Петр Андреевич приметно помрачнел. Он сжал кулак и постучал себя по колену.
– Русскому офицеру следовало бы вести себя осторожнее. Приходилось ли вам наталкиваться на минное поле? Ну так вот, сударь, это гораздо безопаснее, нежели очутиться вдруг в цветнике из девиц, поверьте старику. – (Старику было едва ли много за сорок, отметил я про себя.) – Случилось это лет за пять до моей счастливой женитьбы… – Он призадумался и не без удивления вынужден был признать, что с тех пор, как с ним случилось то примечательное происшествие, протекло уже почти пятнадцать лет.

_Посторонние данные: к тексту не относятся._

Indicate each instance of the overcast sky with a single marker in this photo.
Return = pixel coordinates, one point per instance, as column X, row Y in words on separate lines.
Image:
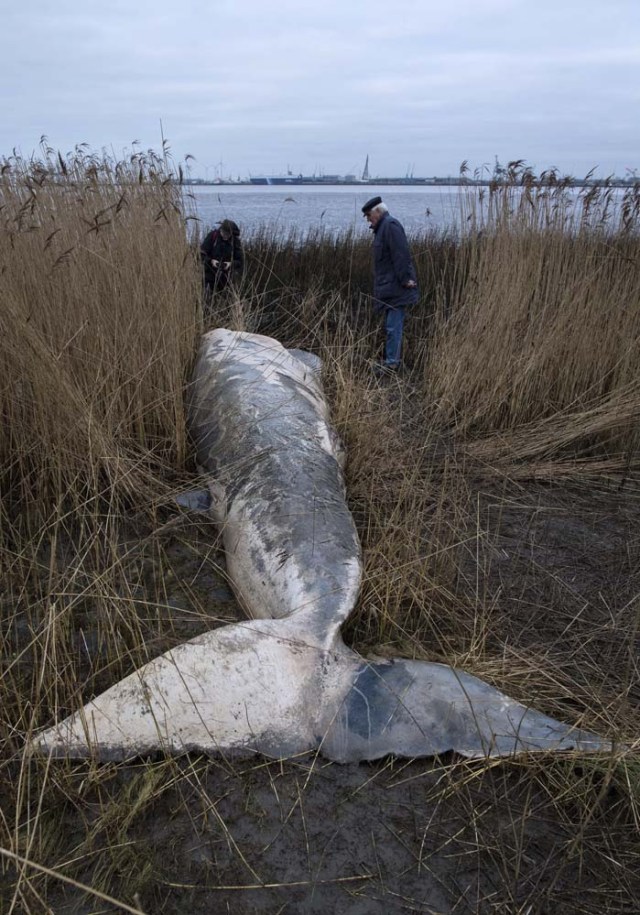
column 261, row 86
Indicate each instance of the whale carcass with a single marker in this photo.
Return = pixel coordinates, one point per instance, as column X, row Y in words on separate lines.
column 284, row 682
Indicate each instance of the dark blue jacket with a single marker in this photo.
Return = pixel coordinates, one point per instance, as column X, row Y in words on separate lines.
column 392, row 265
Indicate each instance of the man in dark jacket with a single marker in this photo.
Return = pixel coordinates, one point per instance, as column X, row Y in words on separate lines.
column 395, row 286
column 222, row 257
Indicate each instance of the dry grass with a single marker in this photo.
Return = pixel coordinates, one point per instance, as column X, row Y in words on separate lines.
column 495, row 487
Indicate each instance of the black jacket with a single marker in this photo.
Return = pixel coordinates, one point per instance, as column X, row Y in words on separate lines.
column 392, row 265
column 215, row 247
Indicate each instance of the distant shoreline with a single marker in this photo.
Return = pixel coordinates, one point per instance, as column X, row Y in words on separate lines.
column 409, row 182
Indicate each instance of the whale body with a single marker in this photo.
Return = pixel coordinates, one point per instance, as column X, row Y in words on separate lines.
column 283, row 682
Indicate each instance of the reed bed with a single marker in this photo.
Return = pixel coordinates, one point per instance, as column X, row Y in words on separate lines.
column 495, row 488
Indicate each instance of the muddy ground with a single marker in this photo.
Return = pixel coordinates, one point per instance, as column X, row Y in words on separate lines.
column 559, row 566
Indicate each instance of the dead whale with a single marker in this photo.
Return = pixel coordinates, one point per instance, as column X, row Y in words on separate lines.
column 284, row 682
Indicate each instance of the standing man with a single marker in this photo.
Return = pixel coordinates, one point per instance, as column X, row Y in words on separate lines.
column 395, row 286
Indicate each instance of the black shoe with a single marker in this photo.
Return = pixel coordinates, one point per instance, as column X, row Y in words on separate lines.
column 384, row 370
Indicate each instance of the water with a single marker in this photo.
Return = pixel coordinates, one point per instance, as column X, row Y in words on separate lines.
column 307, row 208
column 336, row 209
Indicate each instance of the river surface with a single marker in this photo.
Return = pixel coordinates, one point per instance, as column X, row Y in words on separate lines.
column 335, row 209
column 306, row 209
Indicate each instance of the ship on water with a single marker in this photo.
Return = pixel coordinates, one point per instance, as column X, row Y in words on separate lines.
column 289, row 178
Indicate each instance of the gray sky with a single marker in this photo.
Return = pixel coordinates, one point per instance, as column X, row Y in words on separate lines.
column 260, row 86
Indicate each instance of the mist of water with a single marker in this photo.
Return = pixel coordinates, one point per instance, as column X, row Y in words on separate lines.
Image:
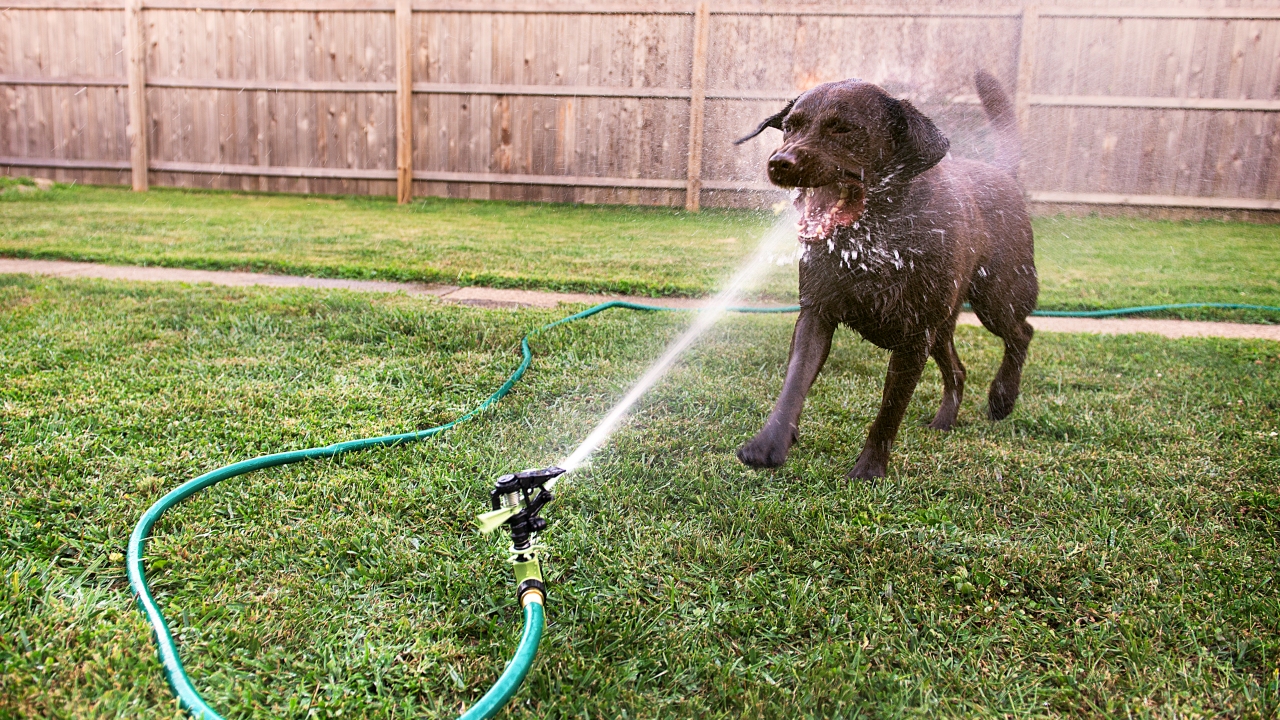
column 778, row 241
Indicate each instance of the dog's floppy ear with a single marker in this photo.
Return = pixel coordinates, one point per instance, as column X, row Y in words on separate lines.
column 919, row 142
column 771, row 122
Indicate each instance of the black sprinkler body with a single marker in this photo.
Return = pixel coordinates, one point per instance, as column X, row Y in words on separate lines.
column 525, row 490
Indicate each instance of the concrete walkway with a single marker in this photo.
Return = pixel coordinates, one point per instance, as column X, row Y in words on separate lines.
column 494, row 297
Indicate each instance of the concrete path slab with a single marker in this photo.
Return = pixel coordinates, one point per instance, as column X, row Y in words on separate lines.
column 498, row 297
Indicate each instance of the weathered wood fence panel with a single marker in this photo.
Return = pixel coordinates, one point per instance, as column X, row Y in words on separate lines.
column 1173, row 104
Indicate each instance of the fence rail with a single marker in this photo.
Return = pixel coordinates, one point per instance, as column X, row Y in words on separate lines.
column 1139, row 106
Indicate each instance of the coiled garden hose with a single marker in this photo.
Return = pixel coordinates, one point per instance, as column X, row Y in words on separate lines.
column 534, row 611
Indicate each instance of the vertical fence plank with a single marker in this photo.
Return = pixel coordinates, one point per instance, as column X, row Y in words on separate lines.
column 1027, row 49
column 696, row 104
column 136, row 48
column 403, row 101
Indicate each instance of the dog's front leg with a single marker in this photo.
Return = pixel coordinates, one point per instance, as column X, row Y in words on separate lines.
column 904, row 372
column 809, row 347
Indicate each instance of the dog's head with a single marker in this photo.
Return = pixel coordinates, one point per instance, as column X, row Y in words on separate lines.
column 842, row 140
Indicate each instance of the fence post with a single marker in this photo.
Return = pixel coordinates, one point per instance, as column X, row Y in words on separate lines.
column 403, row 101
column 696, row 104
column 136, row 55
column 1029, row 31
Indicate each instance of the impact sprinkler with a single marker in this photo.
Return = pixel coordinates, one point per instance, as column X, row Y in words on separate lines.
column 516, row 501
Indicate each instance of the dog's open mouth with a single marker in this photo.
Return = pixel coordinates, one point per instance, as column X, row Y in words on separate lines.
column 830, row 206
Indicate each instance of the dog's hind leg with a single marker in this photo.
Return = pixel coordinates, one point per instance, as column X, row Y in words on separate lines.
column 1009, row 377
column 1009, row 323
column 952, row 377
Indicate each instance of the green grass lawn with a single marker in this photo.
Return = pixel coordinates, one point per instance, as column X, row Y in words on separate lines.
column 1110, row 550
column 1084, row 263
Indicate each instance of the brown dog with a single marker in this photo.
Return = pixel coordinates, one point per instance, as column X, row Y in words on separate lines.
column 896, row 237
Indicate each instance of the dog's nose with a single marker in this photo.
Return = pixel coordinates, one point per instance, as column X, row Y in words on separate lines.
column 782, row 162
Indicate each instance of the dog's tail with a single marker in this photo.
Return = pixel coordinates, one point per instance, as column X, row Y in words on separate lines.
column 1004, row 118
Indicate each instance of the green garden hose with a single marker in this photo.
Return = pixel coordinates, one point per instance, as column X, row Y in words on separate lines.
column 520, row 664
column 1150, row 309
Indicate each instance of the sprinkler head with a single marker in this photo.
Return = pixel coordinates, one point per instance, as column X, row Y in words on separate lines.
column 516, row 501
column 524, row 495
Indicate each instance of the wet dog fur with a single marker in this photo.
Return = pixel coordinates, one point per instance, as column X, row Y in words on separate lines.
column 897, row 236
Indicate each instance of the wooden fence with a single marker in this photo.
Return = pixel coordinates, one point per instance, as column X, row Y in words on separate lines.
column 1119, row 105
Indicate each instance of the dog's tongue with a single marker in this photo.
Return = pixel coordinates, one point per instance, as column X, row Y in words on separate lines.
column 823, row 209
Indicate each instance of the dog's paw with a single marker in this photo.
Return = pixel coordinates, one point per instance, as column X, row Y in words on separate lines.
column 868, row 468
column 941, row 423
column 763, row 452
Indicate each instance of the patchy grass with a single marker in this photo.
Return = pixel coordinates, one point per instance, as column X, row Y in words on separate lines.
column 1084, row 263
column 1107, row 551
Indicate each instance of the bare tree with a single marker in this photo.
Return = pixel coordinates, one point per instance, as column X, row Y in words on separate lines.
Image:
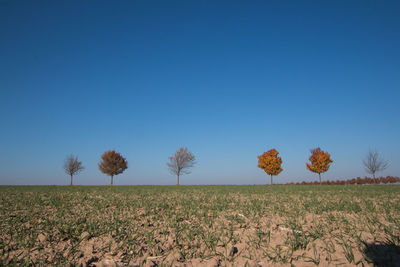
column 181, row 162
column 72, row 166
column 112, row 163
column 373, row 162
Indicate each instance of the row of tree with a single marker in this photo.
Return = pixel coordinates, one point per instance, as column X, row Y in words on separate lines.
column 113, row 163
column 320, row 161
column 358, row 180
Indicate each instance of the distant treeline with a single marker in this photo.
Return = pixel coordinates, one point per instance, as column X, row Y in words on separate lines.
column 358, row 180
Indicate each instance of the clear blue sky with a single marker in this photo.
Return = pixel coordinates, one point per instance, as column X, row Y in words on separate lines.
column 228, row 79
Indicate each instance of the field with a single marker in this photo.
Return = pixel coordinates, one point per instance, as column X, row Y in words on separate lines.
column 200, row 225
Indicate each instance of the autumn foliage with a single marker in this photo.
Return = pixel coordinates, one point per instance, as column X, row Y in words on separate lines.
column 270, row 162
column 112, row 163
column 320, row 161
column 357, row 181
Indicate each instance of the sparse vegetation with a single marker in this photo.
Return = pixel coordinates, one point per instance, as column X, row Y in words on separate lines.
column 181, row 162
column 72, row 166
column 193, row 225
column 112, row 163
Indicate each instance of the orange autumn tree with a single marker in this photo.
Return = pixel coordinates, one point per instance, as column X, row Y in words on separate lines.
column 270, row 162
column 320, row 161
column 112, row 163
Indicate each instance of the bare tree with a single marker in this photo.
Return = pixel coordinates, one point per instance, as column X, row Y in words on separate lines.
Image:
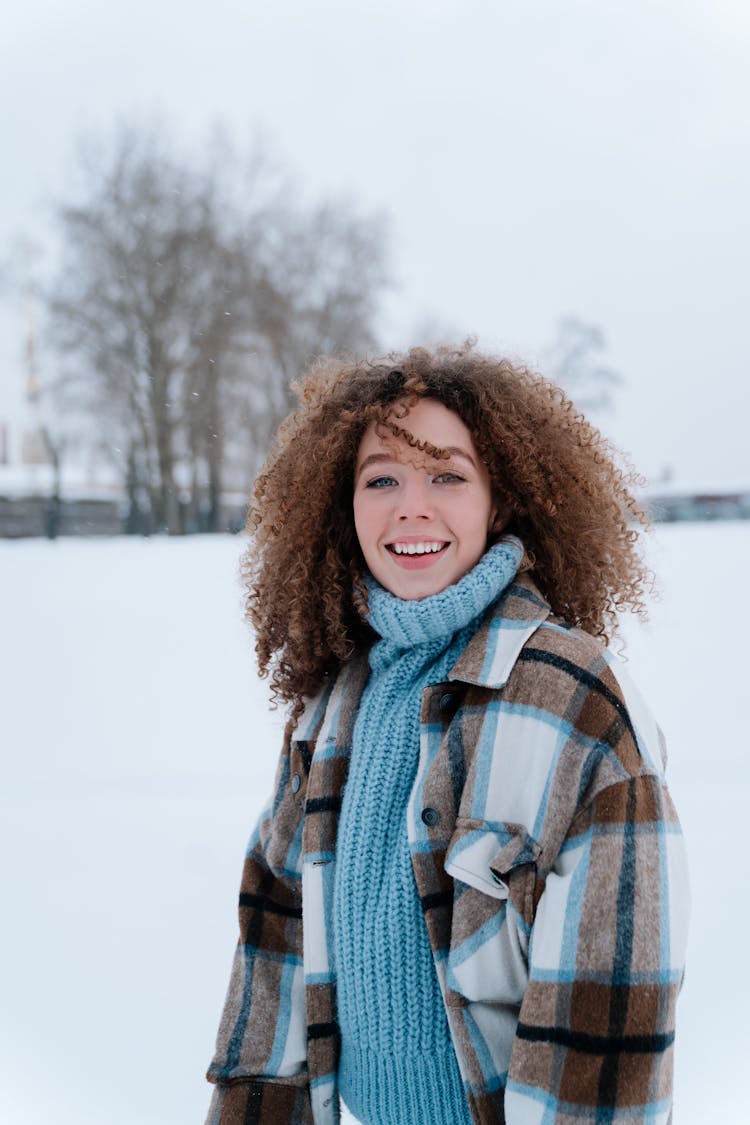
column 575, row 361
column 187, row 299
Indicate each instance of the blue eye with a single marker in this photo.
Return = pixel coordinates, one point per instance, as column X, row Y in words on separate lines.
column 449, row 478
column 380, row 483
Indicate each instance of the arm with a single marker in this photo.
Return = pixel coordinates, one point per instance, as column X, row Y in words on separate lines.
column 260, row 1067
column 597, row 1022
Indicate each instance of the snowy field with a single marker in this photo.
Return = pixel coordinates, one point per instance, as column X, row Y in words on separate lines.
column 137, row 748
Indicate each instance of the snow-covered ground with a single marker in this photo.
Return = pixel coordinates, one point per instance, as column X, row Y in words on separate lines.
column 137, row 748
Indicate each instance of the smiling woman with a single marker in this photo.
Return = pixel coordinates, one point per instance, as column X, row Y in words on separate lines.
column 467, row 900
column 422, row 522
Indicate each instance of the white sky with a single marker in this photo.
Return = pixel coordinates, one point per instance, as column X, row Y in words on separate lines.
column 538, row 159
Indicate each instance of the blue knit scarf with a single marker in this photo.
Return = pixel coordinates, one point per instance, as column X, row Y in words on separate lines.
column 397, row 1062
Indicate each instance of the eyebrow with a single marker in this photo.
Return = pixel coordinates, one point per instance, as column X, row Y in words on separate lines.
column 388, row 458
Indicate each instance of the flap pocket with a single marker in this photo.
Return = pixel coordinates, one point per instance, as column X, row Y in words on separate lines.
column 300, row 756
column 484, row 853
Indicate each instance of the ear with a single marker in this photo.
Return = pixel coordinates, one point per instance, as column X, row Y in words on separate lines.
column 499, row 519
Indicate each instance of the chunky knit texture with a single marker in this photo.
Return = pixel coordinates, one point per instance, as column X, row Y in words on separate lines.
column 397, row 1063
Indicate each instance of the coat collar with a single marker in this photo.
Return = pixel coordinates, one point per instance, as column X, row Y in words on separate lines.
column 486, row 662
column 489, row 656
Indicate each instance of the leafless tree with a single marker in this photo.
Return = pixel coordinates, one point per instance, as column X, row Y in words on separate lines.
column 187, row 299
column 575, row 361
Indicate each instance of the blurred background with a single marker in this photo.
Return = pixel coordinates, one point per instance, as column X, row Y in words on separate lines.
column 197, row 200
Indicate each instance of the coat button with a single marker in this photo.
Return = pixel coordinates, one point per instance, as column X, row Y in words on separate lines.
column 449, row 703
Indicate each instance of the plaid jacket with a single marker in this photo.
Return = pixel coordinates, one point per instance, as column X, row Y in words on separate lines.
column 550, row 866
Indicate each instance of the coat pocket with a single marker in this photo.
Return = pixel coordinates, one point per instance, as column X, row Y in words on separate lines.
column 485, row 854
column 300, row 756
column 493, row 865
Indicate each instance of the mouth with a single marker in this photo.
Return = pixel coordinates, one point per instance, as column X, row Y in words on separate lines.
column 416, row 555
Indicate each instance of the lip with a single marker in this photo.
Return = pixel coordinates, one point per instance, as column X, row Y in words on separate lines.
column 416, row 561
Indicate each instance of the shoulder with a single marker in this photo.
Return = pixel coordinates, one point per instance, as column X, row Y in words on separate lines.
column 566, row 722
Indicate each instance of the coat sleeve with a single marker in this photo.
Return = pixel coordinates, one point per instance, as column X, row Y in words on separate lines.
column 596, row 1026
column 259, row 1067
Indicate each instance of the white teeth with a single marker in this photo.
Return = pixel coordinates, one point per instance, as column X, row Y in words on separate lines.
column 417, row 548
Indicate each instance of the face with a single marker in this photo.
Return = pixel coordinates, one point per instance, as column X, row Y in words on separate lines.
column 422, row 523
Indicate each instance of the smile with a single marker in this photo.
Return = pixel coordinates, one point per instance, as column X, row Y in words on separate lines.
column 425, row 548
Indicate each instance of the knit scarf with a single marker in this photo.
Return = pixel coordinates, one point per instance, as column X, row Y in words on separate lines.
column 397, row 1062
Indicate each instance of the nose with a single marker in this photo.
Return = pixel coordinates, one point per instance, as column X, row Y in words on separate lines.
column 413, row 502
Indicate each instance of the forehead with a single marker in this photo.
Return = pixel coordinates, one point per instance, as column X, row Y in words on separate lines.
column 428, row 421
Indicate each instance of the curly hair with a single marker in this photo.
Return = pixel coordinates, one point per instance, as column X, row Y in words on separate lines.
column 570, row 503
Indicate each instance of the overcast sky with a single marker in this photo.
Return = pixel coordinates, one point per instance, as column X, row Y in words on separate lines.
column 538, row 159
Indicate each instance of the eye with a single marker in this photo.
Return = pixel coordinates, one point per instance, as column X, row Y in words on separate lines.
column 449, row 478
column 380, row 483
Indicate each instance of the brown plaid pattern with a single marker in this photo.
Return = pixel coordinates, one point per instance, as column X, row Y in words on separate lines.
column 551, row 874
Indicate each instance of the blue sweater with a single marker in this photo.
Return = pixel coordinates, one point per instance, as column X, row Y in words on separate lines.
column 397, row 1062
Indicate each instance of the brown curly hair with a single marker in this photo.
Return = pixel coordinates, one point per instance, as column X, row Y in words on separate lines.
column 570, row 503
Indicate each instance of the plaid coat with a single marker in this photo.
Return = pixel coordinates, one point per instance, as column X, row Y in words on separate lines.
column 550, row 867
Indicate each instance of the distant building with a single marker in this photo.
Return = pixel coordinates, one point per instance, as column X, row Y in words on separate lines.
column 671, row 502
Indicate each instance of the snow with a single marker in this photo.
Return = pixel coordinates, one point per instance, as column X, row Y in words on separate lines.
column 137, row 749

– Стало быть, служил я в Царскосельском учебном полку и ожидал отправки на Варуссу. В те времена был у меня один добрый друг. Не думайте, – поспешно присовокупил он (хотя я в тот момент, разморенный ванной, ромом и скучной газетой, вообще далек был от каких-либо мыслительных упражнений), – не думайте, что, кроме этого одного, у меня вовсе не водилось друзей. Мы все, молодые офицеры, друг другу были как родные братья, но все же этот, о котором сейчас я рассказываю, то есть Ваня Штофреген, сделался мне ближе остальных. Мы даже в оперу на одни и те же представления ездили.
Штофреген был немец только по имени и по внешности – белесый такой; а все прочее в нем было совершенно русское, и ухватки, и обычай, и храбрость. Когда он задумывался о чем-либо, то становился точь-в-точь похож на ангела с готической церкви; но задумывался он редко, а чаще улыбался чему-то про себя, от чего девицы всех сословий одинаково млели и говорили, что Ваня Штофреген, должно быть, “очень добрый”.
Вы сейчас, наверное, пытаетесь угадать, – добавил мой собеседник, взглядывая на меня лукаво, – имелись ли в ту пору в моей наружности также какие-либо привлекательные черты, которые позволяли бы и мне претендовать на женское внимание? Ну так могу вас заверить, что были, – супруга моя находит меня таковым до сих пор! Вот женское сердце! Потому что никто ведь не рождается с подобным носом и прочими отличительными особенностями; все это приобретается с годами. Я был тогда молодец – совершенно другого типа, чем Штофреген… Да вот сохранился дагеротип, можете посмотреть.